The 12 analyzed papyrus fragments are part of the University of Copenhagen’s Papyrus Carlsberg Collection. The documents originated in Tebtunis, the only large-scale institutional library known to have survived from ancient Egyptian times, per the university statement. According to the University of California, Berkley, which holds a large collection of Tebtunis papyri, many of the ancient texts were excavated from Egypt’s Fayum basin in the early 20th century.

Lead author Thomas Christiansen, an Egyptologist at the University of Copenhagen, notes that the fragments were likely created by temple priests. Because ancient Egyptians would have required a significant amount of complex knowledge to craft their inks, Christiansen and his colleagues argue that ink manufacturing probably took place in separate, specialized workshops.

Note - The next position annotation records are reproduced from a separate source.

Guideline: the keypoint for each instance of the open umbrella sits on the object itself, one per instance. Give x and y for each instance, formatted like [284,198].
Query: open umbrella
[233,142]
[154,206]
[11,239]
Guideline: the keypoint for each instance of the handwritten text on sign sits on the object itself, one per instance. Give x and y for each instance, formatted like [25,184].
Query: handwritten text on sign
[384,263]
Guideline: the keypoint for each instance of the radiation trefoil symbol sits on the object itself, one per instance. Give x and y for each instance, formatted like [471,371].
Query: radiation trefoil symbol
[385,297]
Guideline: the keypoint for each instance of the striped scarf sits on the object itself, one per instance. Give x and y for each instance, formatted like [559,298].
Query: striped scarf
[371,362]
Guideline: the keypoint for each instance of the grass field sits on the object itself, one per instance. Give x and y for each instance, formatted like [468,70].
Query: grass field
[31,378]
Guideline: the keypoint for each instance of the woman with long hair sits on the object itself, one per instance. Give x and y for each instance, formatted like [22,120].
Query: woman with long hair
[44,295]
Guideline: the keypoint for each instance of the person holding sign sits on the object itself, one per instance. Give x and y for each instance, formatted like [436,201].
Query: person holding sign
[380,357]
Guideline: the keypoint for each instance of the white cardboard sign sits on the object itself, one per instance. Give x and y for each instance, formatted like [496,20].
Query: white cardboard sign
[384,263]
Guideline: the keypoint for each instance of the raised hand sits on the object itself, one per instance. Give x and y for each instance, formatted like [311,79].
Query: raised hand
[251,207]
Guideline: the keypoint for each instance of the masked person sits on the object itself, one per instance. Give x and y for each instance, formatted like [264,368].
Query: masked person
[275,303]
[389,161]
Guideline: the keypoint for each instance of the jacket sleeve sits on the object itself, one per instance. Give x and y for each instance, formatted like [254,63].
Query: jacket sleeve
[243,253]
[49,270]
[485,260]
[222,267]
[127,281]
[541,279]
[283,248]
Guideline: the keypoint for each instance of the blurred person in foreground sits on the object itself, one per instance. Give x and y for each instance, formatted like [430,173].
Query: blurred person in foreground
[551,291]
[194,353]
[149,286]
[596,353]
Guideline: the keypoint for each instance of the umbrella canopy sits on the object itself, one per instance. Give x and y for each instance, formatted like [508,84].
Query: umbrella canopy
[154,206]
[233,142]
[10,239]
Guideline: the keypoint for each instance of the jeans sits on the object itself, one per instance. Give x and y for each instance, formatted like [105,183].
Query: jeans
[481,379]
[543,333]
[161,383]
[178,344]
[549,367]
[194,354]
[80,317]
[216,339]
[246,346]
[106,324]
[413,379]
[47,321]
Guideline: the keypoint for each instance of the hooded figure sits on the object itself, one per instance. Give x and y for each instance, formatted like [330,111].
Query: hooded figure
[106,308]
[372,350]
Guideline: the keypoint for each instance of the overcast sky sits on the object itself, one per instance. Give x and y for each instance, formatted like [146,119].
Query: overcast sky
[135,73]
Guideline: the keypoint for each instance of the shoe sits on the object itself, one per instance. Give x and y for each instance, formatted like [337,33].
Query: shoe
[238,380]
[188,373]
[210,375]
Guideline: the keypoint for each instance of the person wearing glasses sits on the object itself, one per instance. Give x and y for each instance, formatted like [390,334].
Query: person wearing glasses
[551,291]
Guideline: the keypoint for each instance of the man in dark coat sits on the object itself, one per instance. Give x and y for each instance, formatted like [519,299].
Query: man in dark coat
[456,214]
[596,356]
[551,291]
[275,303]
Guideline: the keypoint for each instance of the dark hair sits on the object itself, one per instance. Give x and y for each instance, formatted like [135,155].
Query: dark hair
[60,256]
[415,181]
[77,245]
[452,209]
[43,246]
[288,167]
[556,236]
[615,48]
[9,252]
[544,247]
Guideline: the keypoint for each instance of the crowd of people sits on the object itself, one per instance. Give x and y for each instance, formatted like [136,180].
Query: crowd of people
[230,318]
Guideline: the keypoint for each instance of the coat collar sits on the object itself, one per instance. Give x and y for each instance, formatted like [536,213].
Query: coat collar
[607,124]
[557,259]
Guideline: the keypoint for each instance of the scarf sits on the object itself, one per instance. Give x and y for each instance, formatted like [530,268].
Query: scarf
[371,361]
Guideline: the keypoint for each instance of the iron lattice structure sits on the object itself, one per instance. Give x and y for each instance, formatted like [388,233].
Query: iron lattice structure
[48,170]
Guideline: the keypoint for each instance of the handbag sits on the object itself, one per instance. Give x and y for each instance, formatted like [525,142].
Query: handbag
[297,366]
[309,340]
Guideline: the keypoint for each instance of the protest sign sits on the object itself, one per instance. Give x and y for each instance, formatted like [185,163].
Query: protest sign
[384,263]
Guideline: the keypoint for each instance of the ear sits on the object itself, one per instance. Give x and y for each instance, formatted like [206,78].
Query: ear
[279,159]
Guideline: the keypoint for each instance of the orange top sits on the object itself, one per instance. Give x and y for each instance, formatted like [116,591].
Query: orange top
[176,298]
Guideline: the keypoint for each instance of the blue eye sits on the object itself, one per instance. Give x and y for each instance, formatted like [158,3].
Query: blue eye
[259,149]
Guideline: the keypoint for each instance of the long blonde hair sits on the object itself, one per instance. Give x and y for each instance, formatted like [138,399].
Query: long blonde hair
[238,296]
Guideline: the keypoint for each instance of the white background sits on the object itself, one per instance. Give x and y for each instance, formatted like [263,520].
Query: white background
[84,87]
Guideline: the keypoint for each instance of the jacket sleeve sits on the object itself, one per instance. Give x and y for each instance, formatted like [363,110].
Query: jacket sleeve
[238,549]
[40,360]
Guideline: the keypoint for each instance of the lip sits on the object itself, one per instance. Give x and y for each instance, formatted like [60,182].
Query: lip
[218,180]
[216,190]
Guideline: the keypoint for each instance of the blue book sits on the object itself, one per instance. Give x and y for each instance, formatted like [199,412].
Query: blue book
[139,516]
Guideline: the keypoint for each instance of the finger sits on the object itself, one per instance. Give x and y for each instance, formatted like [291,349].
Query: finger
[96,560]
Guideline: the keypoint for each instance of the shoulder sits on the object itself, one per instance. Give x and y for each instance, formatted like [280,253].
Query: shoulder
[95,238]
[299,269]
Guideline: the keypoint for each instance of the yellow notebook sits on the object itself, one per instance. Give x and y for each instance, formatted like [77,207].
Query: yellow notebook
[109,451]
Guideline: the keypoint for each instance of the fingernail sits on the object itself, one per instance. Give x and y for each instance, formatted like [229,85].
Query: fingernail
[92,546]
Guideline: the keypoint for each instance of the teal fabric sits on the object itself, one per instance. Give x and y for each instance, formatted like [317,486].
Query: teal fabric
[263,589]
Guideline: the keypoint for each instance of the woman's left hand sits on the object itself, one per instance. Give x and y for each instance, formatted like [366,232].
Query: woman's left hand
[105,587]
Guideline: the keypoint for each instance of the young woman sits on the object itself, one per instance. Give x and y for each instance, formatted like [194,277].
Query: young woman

Left, a small bit of yellowed papyrus with rough edges; right, two close-up bright green, blue and red images; blue (lead) outlines red droplets (iron)
A papyrus fragment of a long astrological treatise from the Tebtunis temple library (left) and X-ray fluorescence maps showing the distribution of iron (red) and lead (blue) in the red letters that write out the ancient Egyptian word for "star" (right) ESRF / The Papyrus Carlsberg Collection

“Judging from the amount of raw materials needed to supply a temple library as the one in Tebtunis, we propose that the priests must have acquired them or overseen their production at specialized workshops, much like the Master Painters from the Renaissance,” says Christiansen in the university statement.

Christiansen and Cotte previously led University of Copenhagen researchers in a similar study that detected copper in black ink found on ancient papyri. The 2017 paper marked the first time the metal was identified as a “literal common element” in ancient Egyptian ink, as Kastalia Medrano reported for Newsweek at the time.

For the earlier study, the researchers analyzed papyrus fragments, also from the Papyrus Carlsberg Collection, that spanned about 300 years but bore significant similarities in chemical makeup. Those similarities across time and geography suggest “that the ancient Egyptians used the same technology for ink production throughout Egypt from roughly 200 B.C. to 100 A.D.,” Christiansen noted in a 2017 statement.

The team behind the new paper hopes to continue studying the molecular composition of pigments, as well as further investigate the innovative techniques that ancient Egyptians devised.

As Cotte says in the ESRF statement, “By applying 21st-century, state-of-the-art technology to reveal the hidden secrets of ancient ink technology, we are contributing to the unveiling [of] the origin of writing practices.”